A seasoned politician like Gehlot could have avoided this embarrassment by anticipating the mind of the high command but his dislike for Sachin Pilot, who could replace him as chief minister, forced him to take a position many think was unreasonable. Gehlot will now vacate the chief minister’s chair but insist a new leader should be chosen by the MLAs instead of thrusting a decision from the top.

Gehlot will have a say in the choice of his successor if he takes over the reins of the party, so it is difficult to predict the developments in Rajasthan.

Rahul has outlined a path for the next Congress president, saying the post carries greater responsibilities than those of an organisational head.

Asked about his advice to the new Congress president, Rahul said: “You are taking up a position, a historic position, that defines and has defined a particular view of India. The Congress president is not just an organisational post. The Congress president is an ideological post. It is a belief system. Whoever becomes the new president should remember he represents a set of ideas, he represents a belief system, a (particular) vision of India.”

Rahul got irritated by the intense grilling on the possibility of his contesting the election, arguing that he had made his position clear at the last media conference. He had only said at that media conference that the real picture would emerge on September 30, the last date for filing of nominations. After that, there have been enough indications of his determination to keep away from the organisational election and focus on the Bharat Jodo Yatra.

Both Sonia Gandhi and Rahul have given a firm message that they have nothing to do with the organisational election and anybody is free to contest and lead the party. This may be intended to demolish the allegation of dynastic control and hence there has been no apparent concern about several leaders preparing to file nominations. While Gehlot and Shashi Tharoor have demonstrated clear intent to join the fray, there is speculation about Digvijaya Singh, Prithiviraj Chavan and Manish Tewari as well.

Congress leaders, however, have presumed that it is going to be Gehlot versus Tharoor. The first indication of this came from party spokesperson Gourav Vallabh who openly came out in support of Gehlot while criticising Tharoor.

Vallabh said: “These tweets are not in the capacity of Congress spokesperson but as a party worker.”

In a series of tweets, Vallabh said: “Like crores of Congress workers, my wish is also to see Rahul Gandhi as Congress president…. On one hand, there is Ashok Gehlot, a grassroots worker who rose to become central minister three times, chief minister thrice, MP five terms, MLA five terms and has a spotless political career.

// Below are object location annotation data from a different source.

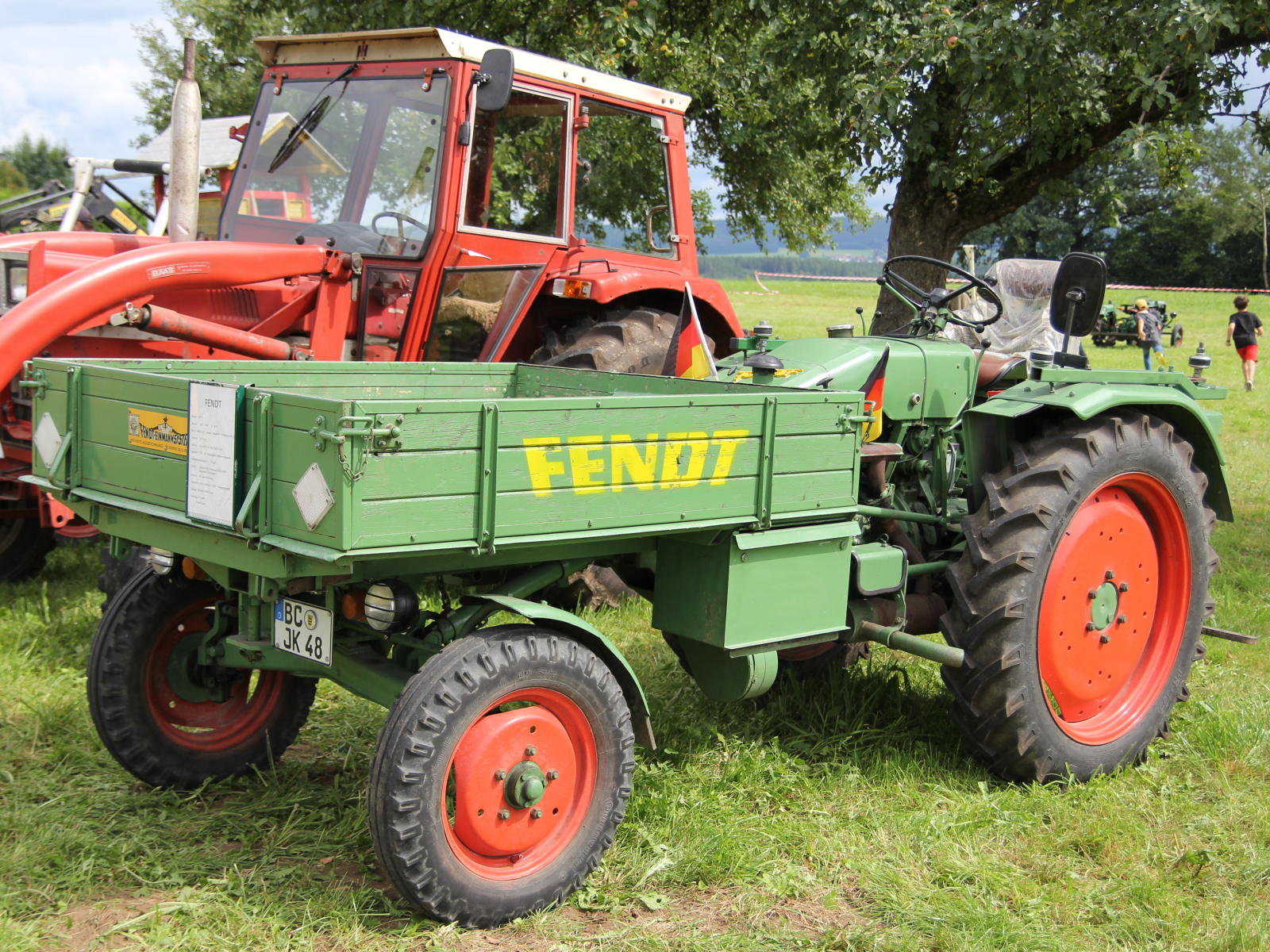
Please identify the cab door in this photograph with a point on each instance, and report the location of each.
(514, 224)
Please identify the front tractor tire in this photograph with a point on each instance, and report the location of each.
(25, 545)
(168, 720)
(625, 340)
(1080, 598)
(501, 776)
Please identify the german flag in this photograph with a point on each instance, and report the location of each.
(689, 355)
(873, 390)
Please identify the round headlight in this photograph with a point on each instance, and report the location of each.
(391, 606)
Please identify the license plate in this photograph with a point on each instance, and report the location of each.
(302, 630)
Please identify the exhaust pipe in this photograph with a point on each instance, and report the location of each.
(187, 120)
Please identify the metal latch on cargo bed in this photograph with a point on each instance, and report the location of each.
(383, 431)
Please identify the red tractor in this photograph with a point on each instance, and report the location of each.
(408, 194)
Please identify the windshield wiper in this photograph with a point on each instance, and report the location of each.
(310, 121)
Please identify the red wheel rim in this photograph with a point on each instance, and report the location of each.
(1114, 608)
(493, 837)
(206, 727)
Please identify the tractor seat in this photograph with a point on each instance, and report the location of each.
(995, 366)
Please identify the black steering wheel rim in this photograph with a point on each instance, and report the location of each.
(933, 298)
(400, 219)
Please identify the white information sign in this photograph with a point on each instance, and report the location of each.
(210, 482)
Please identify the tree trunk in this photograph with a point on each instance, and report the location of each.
(922, 222)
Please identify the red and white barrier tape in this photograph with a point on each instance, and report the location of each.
(1118, 287)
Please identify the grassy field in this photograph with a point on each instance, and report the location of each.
(838, 816)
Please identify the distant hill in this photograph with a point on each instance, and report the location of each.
(743, 267)
(872, 239)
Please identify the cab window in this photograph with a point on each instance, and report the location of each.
(514, 171)
(622, 194)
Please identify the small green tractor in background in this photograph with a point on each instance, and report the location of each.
(1051, 522)
(1122, 324)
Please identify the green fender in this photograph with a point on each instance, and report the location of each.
(987, 429)
(591, 636)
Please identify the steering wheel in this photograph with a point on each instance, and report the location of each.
(924, 300)
(400, 221)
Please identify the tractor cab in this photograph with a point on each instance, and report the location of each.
(478, 186)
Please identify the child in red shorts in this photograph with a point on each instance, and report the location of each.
(1245, 329)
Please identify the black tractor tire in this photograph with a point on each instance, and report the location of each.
(25, 545)
(181, 740)
(1034, 532)
(429, 856)
(625, 340)
(116, 573)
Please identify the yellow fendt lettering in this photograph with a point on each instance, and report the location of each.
(696, 446)
(626, 459)
(683, 465)
(583, 466)
(727, 441)
(541, 470)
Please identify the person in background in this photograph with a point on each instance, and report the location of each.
(1244, 329)
(1149, 332)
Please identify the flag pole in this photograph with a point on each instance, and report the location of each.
(702, 334)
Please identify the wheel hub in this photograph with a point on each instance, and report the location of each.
(1104, 605)
(514, 777)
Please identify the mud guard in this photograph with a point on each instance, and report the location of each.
(988, 427)
(597, 641)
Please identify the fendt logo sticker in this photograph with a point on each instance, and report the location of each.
(164, 432)
(603, 463)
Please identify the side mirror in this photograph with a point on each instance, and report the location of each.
(1077, 298)
(495, 80)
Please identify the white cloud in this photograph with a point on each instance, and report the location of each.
(69, 73)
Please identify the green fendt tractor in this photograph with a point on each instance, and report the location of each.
(822, 494)
(1115, 325)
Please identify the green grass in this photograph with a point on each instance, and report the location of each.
(840, 816)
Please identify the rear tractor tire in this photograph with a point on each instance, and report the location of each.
(1080, 598)
(501, 776)
(116, 573)
(156, 708)
(625, 340)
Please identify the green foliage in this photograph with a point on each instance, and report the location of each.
(37, 160)
(12, 182)
(228, 67)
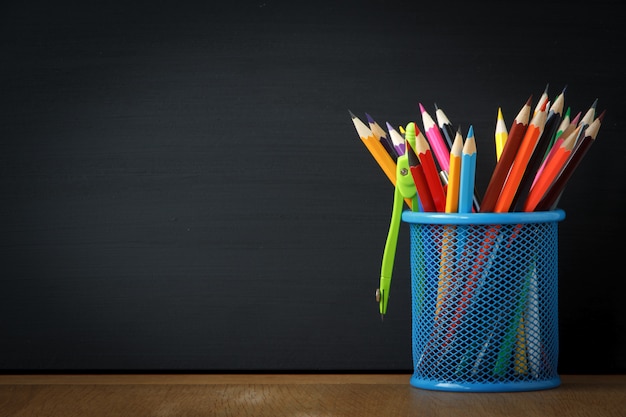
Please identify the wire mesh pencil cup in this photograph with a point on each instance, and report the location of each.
(484, 300)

He has defeated Modi-Shah in direct contest in Rajasthan.”

Vallabh added: “On the other hand, there is Shashi Tharoor whose sole contribution in the last eight years is to write letters to Sonia Gandhi when she was in hospital. This act pained crores of party workers like me. The choice is very simple and obvious.”

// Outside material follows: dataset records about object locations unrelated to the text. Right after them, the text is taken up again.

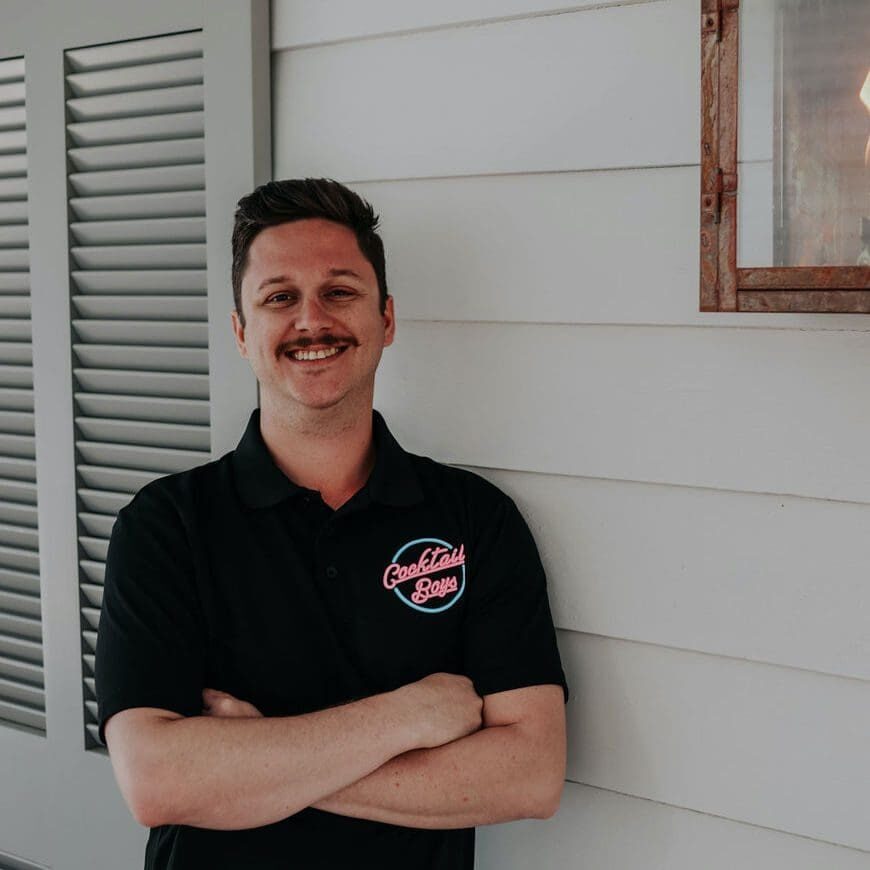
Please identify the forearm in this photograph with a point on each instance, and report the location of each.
(230, 774)
(492, 775)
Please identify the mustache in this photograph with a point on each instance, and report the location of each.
(328, 340)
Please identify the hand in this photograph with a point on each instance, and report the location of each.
(445, 707)
(223, 704)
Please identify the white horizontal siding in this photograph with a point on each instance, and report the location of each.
(746, 409)
(771, 578)
(306, 22)
(775, 747)
(584, 247)
(548, 93)
(598, 829)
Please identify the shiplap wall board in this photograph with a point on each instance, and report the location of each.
(777, 747)
(685, 567)
(548, 93)
(779, 411)
(309, 22)
(598, 829)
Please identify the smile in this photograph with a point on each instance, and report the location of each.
(306, 355)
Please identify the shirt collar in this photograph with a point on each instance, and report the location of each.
(261, 483)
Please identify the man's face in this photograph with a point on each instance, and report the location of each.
(293, 299)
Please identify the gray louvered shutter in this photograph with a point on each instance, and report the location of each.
(22, 687)
(138, 258)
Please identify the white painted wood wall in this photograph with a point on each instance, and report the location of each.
(698, 484)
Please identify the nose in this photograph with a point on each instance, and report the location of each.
(311, 315)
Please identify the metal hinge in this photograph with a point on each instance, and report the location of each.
(711, 200)
(711, 15)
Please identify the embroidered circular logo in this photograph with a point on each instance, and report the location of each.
(427, 574)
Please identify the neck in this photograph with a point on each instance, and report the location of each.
(330, 450)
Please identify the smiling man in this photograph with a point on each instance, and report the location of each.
(321, 650)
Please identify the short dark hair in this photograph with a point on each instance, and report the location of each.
(293, 199)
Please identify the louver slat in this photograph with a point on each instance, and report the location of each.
(141, 281)
(22, 699)
(170, 229)
(187, 98)
(175, 125)
(138, 274)
(161, 204)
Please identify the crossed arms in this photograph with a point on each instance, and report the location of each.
(431, 754)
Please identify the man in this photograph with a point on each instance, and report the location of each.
(367, 631)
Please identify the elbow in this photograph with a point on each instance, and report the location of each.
(147, 804)
(548, 795)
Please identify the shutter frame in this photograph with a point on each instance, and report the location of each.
(139, 306)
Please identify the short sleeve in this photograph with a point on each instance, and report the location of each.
(150, 639)
(510, 640)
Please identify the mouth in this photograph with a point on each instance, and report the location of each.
(312, 356)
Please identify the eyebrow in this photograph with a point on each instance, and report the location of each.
(283, 279)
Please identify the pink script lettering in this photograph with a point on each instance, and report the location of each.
(427, 588)
(431, 560)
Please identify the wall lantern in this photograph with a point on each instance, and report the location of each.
(785, 155)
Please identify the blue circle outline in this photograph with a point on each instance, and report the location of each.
(417, 606)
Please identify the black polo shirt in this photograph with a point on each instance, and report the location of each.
(231, 576)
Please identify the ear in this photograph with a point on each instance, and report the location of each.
(239, 333)
(389, 322)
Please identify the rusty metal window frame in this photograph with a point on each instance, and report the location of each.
(724, 287)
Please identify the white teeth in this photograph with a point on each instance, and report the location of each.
(314, 354)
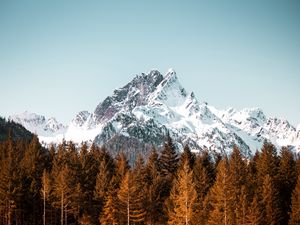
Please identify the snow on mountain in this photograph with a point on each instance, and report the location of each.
(45, 128)
(140, 114)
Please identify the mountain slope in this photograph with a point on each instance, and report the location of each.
(48, 130)
(16, 131)
(138, 116)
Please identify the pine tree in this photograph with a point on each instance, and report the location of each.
(32, 165)
(153, 183)
(295, 207)
(169, 158)
(45, 191)
(9, 182)
(109, 215)
(219, 196)
(254, 214)
(168, 162)
(237, 183)
(187, 155)
(130, 204)
(287, 181)
(204, 175)
(87, 179)
(103, 180)
(270, 202)
(183, 197)
(63, 190)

Asked how could he differentiate between his roles as party worker and spokesperson, Vallabh told The Telegraph: “Twitter is my personal space. I am a party worker who has views, and a human being. Our party is democratic and allows freedom to everybody unlike the BJP where one-and-a-half persons decide everything. I am entitled to my views. If I say I like a particular actor or a player, that doesn’t mean the Congress too likes them. I stand by my views on Tharoor as the G-23 act of sending the letter to Soniaji (about a perceived drift in the party) when she was in hospital left the entire Congress anguished.”